A modo de trozos en fardos, dispuestos a acabar disolviéndose en la memoria, este es un libro de excusas no tanto porque haya algo que excusar de ese tiempo, sino porque la suspensión de aquella primavera supuso para mucha gente una ocasión inevitable, a modo de excusa, para poner a prueba su individualidad, lo que colectivamente somos y hasta el mundo mismo que, en nuestra desquiciada normalidad, habíamos levantado: una ocasión para hacer “fuego con el lápiz” en estampas acumuladas para un tiempo de desgracia.
No creo que esté de más recordar aquí que, en la significación judeocristiana del número 40, la “cuarentena” remitía también a lo que para muchas personas supuso aquella temporada de encierros: un tiempo de prueba, de tentación y deserción, de depuración de escorias e inercias inútiles, de reencuentros definitivos, ...y de final decisión de libertad (o eso espero).
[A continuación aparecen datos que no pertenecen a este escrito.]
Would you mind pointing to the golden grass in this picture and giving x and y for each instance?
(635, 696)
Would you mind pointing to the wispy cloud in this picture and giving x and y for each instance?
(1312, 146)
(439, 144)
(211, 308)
Era la celebración, tan presente entre las páginas de este nuevo libro de Gsús, de que ese monumento humilde a la realidad también lo habitaron los nunca aplaudidos, los que igualmente merecían haber sido señalados por palabras vivas, pronunciadas en voz alta o desde la misma insurrecta canción con que siempre se han hablado coníferas, orugas, aves y chopos.
En fin: sobre un fondo de víctimas, desplazados, enfermos y muertos, nuestras “sociedades de rendimiento” (uso aquí un utilísimo concepto que Byung-Chul Han ya había inaugurado en La sociedad del cansancio) habían experimentado una repentina suspensión, una epojé, un encierro que en las estampas de este libro se hizo sensible a los tanatorios, a las sirenas de ambulancia y a los bancos de alimentos; un encierro también capaz de clamar, justamente indignado, contra el nuevo fascismo, contra el plato servido a los acaudalados y contra los hijos monocromos de la crueldad.
Da que pensar que, frente a ellos y su victoria continua, Gsús Bonilla oponga en Aviario los rosales originales que se abren en mayo y la atención que congregamos en las lógicas del cuidado.
Esa apuesta que Gsús califica de común, generosa y espléndida.